Whatever the case may be for Janis - and with her desire to get out of her small Texas town and the mundane life it offered we believe she would be a prime candidate for soul exchange - her spirit still seems to be here, especially at the hotel where she died. Her death was quick and possibly her spirit is confused about what happened and doesn't accept that she is dead. And she might be sticking around because Room 105 has been left mostly as she left it, with guests leaving messages for her on the wall in the closet. Guests and employees have reported unexplained sounds, a very heavy feeling and some have even seen her apparition. The lobby has pictures of all the famous people that have stayed here and it is said that if mention Janis' name in the lobby, some of the pictures go flying. 

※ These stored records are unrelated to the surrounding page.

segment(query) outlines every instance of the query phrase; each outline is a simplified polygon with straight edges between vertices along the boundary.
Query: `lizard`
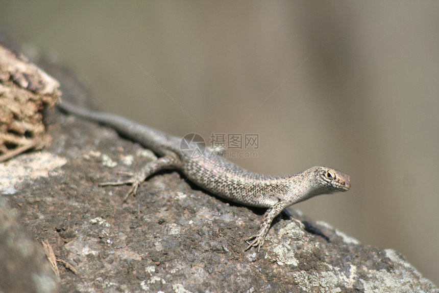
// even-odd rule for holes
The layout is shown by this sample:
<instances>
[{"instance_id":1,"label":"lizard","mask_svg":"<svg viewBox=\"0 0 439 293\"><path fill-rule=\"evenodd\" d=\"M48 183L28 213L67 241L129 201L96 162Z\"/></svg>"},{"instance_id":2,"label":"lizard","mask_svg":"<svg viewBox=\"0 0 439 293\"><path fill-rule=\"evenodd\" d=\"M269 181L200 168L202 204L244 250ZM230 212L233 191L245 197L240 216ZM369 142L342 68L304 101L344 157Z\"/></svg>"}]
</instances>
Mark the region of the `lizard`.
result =
<instances>
[{"instance_id":1,"label":"lizard","mask_svg":"<svg viewBox=\"0 0 439 293\"><path fill-rule=\"evenodd\" d=\"M130 176L127 180L99 184L131 184L124 201L130 195L135 195L139 185L149 176L160 170L171 169L180 171L197 185L218 196L246 206L266 208L256 234L245 240L248 246L244 251L255 247L259 252L272 222L288 207L315 195L346 191L351 187L349 176L335 169L318 166L285 175L254 173L224 159L217 150L193 141L185 142L188 149L194 151L192 154L197 154L189 155L187 150L181 147L181 138L121 116L82 108L65 101L58 107L68 114L107 125L159 156L139 172L124 173Z\"/></svg>"}]
</instances>

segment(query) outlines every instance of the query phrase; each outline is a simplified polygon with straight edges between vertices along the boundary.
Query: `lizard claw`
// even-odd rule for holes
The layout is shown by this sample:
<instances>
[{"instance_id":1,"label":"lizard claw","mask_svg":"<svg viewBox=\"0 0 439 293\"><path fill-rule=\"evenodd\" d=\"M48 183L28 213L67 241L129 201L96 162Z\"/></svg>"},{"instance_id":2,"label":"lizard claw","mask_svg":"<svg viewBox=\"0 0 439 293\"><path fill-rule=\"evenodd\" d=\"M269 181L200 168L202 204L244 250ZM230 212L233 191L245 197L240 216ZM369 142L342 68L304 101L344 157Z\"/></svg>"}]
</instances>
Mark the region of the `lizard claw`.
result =
<instances>
[{"instance_id":1,"label":"lizard claw","mask_svg":"<svg viewBox=\"0 0 439 293\"><path fill-rule=\"evenodd\" d=\"M251 243L250 243L249 241L252 240L253 241ZM259 252L259 249L260 249L261 246L263 245L264 241L264 236L261 236L259 234L253 235L250 238L246 239L246 242L247 242L247 244L249 245L247 246L247 248L244 250L244 251L247 251L252 247L258 247L258 252Z\"/></svg>"},{"instance_id":2,"label":"lizard claw","mask_svg":"<svg viewBox=\"0 0 439 293\"><path fill-rule=\"evenodd\" d=\"M117 186L118 185L125 185L125 184L131 184L132 185L131 188L130 189L129 191L127 194L125 195L125 197L124 198L124 200L122 201L123 202L125 202L127 199L128 198L131 194L133 195L136 195L136 192L137 191L137 189L139 188L139 186L140 184L145 181L145 178L146 177L144 174L135 174L132 173L126 172L119 172L119 174L127 175L129 176L131 176L131 178L125 180L124 181L116 181L115 182L102 182L102 183L100 183L99 184L99 186L107 186L108 185L111 185L112 186Z\"/></svg>"}]
</instances>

Jen Danczak stayed in the room in 2024 and she found the duvet cover completely off the bed. When she reported it to the front desk, they double checked if the room had been cleaned and it had. That was when the person at the front desk told her that they won't go into that room at night. The manager told her, "Sometimes you have to knock [on the door] or she doesn't open the door. The other day these people checked in and then came down and said they couldn't get the door open. I asked if they knocked first and they said "no." I went to the door, knocked and it opened for me." There was a little EMF activity. 

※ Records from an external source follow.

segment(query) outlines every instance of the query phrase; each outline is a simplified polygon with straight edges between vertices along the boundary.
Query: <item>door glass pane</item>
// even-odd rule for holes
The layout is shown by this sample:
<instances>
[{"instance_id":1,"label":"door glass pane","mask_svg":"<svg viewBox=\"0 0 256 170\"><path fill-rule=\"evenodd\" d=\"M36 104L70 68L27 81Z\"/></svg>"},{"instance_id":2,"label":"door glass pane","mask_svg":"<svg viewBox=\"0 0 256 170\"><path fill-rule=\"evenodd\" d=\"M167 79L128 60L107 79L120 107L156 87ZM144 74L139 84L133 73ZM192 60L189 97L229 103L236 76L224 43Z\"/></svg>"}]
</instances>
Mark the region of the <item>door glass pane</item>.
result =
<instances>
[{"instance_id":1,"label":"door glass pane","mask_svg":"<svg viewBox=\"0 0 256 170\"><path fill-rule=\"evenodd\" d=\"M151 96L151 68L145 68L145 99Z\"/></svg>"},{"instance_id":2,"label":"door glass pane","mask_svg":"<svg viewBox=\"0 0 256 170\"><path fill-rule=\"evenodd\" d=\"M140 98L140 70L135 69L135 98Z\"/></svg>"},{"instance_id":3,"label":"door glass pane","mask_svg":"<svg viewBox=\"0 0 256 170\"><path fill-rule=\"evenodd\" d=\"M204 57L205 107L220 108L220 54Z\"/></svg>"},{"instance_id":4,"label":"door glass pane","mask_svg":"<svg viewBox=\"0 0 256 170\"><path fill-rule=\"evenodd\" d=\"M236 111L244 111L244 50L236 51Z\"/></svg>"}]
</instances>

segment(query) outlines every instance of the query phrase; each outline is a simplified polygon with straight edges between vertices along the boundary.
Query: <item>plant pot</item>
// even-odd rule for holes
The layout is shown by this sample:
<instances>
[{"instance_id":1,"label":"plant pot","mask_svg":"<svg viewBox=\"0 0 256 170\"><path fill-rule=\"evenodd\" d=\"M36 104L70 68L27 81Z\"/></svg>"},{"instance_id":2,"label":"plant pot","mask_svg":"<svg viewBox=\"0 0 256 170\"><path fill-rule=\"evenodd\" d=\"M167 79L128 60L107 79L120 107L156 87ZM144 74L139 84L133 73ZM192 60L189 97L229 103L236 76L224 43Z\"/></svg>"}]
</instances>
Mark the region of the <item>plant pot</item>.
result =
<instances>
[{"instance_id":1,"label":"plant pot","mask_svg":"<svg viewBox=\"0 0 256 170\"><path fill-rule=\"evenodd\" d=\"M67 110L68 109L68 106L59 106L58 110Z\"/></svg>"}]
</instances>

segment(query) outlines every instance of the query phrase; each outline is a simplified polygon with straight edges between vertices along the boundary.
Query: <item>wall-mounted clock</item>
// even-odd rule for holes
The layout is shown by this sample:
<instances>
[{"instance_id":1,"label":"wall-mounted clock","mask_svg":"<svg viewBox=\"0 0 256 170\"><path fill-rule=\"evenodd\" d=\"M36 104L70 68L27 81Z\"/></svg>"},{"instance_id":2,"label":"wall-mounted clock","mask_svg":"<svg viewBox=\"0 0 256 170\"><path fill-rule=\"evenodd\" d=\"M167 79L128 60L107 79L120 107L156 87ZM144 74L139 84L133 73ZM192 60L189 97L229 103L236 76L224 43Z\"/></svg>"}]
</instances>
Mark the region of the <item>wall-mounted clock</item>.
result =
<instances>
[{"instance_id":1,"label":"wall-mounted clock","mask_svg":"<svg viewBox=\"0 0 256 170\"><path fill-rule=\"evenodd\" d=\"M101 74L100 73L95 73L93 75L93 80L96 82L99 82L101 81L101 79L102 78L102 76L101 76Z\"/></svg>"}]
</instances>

Findadeath post on Reddit, "This guy I was talking to in the lobby, started telling me stories about various incidents that he believe are Janis, but only when someone says something about her. Those 8 by 10’s of celebrities that grace every single business in LA, fly off the walls. Doors slam shut, etc. Nothing too destructive, but again only when someone discusses Janis. One other incident involved the phone lines going nuts at 3 in the morning. Every single phone from every single room started ringing at the switchboard. The guy calls the owner, and the owner is just as dumbfounded. Then the owner says, 'It must be Janis.' Instantly the phones stopped ringing. A little creepy. Then as we’re talking, the phone starts ringing. He says, 'Good evening, Highland Gardens Hotel.' No one there. It happens again, and again, and again. At least 6 times. It wasn’t major creepiness, but it was kinda cool to think it just might be Janis." 

Strange RV Tours stayed there once and the very heavy closet doors opened on their own. They told the night manager that they just had something strange happen and he asked if the closet doors opened on their own and they said "yes." The manager said that this happens nearly every night and that this is Janis. The next morning they heard a knocking right in front of them on a cupboard in the kitchenette. It happened a second time too.

So Danny Bodaduce and his wife, Amy, stayed in Janis' room in 2019. Amy has a blog called The Clipboard of Fun and she wrote, "Earlier in the day, I had put a water bottle in the fridge. I went to get it several hours later and it was completely covered in slime. I’ve been in my share of skeezy Hollywood apartments (let’s not discuss my past) but I’ve never seen anything like this. I googled “slime paranormal activity” and it turns out this is a thing. I found a whole bunch of stuff about substances, like slime (ie “Slimer” from the Ghostbusters), denoting a spiritual presence. The other thing. Danny had situated himself in bed in a spot most conducive to watching TV. This left me in the predicament of either sleeping alone in the other bed or in the same bed but right next to the Janis death spot. What’s a girl to do? I was too spooked to sleep by myself but promised I wouldn’t, out of respect, touch or walk on the spot where she passed. So I was shaken when I woke up in the middle of the night with my right arm fully extended, hovering over the sacred spot." 

Janis had an incomparable talent. One can only imagine the heights she would've risen to had she not died so early. She lived life hard and fast and ended up dying alone in a hotel room. That's not how anyone wants to die. Is her spirit still here for that reason? That is for you to decide!